Esses fatores fazem com que, no plano das relações reguladas no âmbito do direito internacional público, aqueles Estados econômica, tecnológica e belicamente mais fortes possam se impor perante as demais para defender seus interesses, que são geralmente ditados por grandes conglomerados econômicos. A internacionalização do mercado e das culturas é utilizada como desculpa para que um Estado se veja limitado no modo de regular seu modo de vida interno. Cresce a idéia de que o direito interno deve ser subordinado ao direito internacional.
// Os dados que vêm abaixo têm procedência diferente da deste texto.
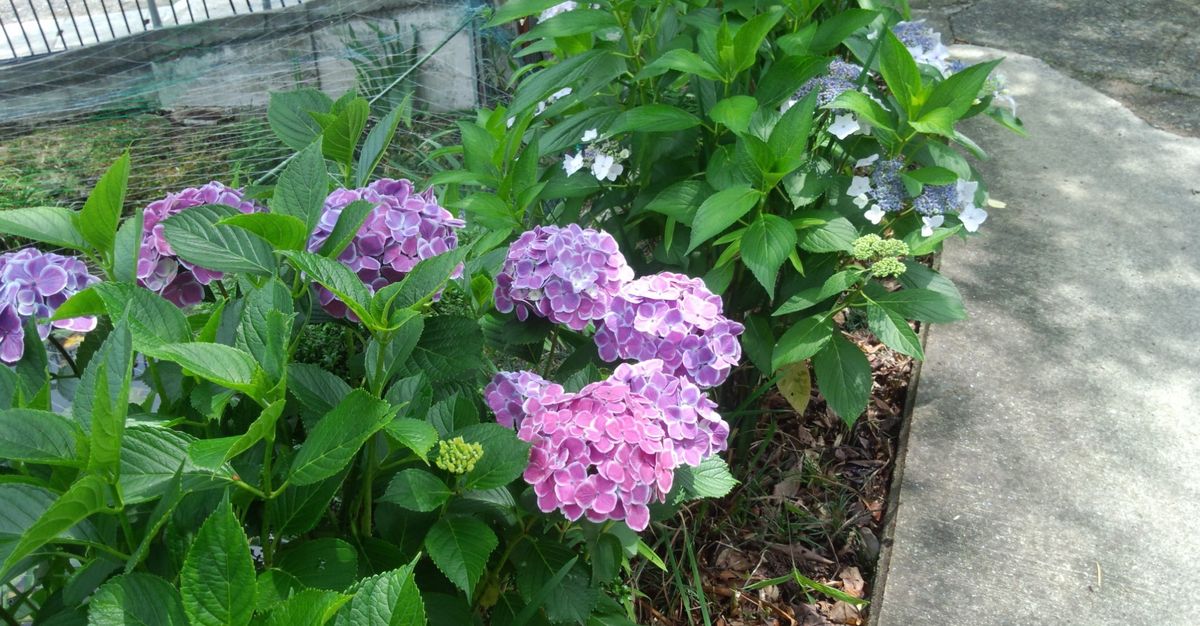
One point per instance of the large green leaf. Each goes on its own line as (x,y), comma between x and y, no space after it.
(39,437)
(802,341)
(217,581)
(924,305)
(460,547)
(49,224)
(390,599)
(844,377)
(197,238)
(137,600)
(766,245)
(288,114)
(450,348)
(720,211)
(85,498)
(102,210)
(322,564)
(339,435)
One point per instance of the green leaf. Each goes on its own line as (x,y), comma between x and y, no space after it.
(893,330)
(339,435)
(711,479)
(223,365)
(102,210)
(844,377)
(460,547)
(766,245)
(348,224)
(340,280)
(504,457)
(796,385)
(197,238)
(310,607)
(414,434)
(417,491)
(82,500)
(102,398)
(376,144)
(303,187)
(450,348)
(136,600)
(289,119)
(280,230)
(900,73)
(48,224)
(39,437)
(815,295)
(835,235)
(217,579)
(840,25)
(390,599)
(735,113)
(654,119)
(924,305)
(322,564)
(802,341)
(720,211)
(679,60)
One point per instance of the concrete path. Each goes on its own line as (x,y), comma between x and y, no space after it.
(1053,471)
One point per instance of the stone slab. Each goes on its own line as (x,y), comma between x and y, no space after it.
(1053,469)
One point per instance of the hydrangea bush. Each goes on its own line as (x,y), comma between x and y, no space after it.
(202,471)
(738,151)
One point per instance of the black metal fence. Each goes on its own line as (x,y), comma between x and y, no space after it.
(51,26)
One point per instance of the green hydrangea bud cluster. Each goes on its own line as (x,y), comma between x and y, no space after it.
(882,253)
(456,456)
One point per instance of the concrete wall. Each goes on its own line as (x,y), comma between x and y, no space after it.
(238,60)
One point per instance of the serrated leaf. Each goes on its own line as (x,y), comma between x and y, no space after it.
(39,437)
(417,491)
(197,238)
(339,435)
(136,600)
(796,385)
(217,579)
(844,377)
(460,547)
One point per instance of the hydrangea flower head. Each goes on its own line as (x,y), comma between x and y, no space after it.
(673,318)
(402,229)
(159,269)
(565,275)
(456,456)
(35,284)
(507,393)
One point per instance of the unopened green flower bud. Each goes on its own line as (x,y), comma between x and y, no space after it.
(888,266)
(864,247)
(456,456)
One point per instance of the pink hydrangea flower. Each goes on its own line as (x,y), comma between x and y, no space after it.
(159,269)
(403,229)
(35,284)
(673,318)
(565,275)
(610,450)
(507,392)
A idéia de soberania como conceito flexível é utilizado como mecanismo retórico para imposições advindas da "comunidade internacional". Nesse sentido, é de grande importância uma defesa do conceito de soberania como forma de se combater, juridicamente, uma imposição da força.
Assim, este trabalho busca fazer uma análise das questões acima suscitadas e mostrar a importância de manter o conceito de soberania como algo relevante e que deve ser mantido como ferramenta retórica de defesa para Estados com menor poder de barganha no cenário internacional e mesmo como parte da manutenção da democracia intra e inter-estatal.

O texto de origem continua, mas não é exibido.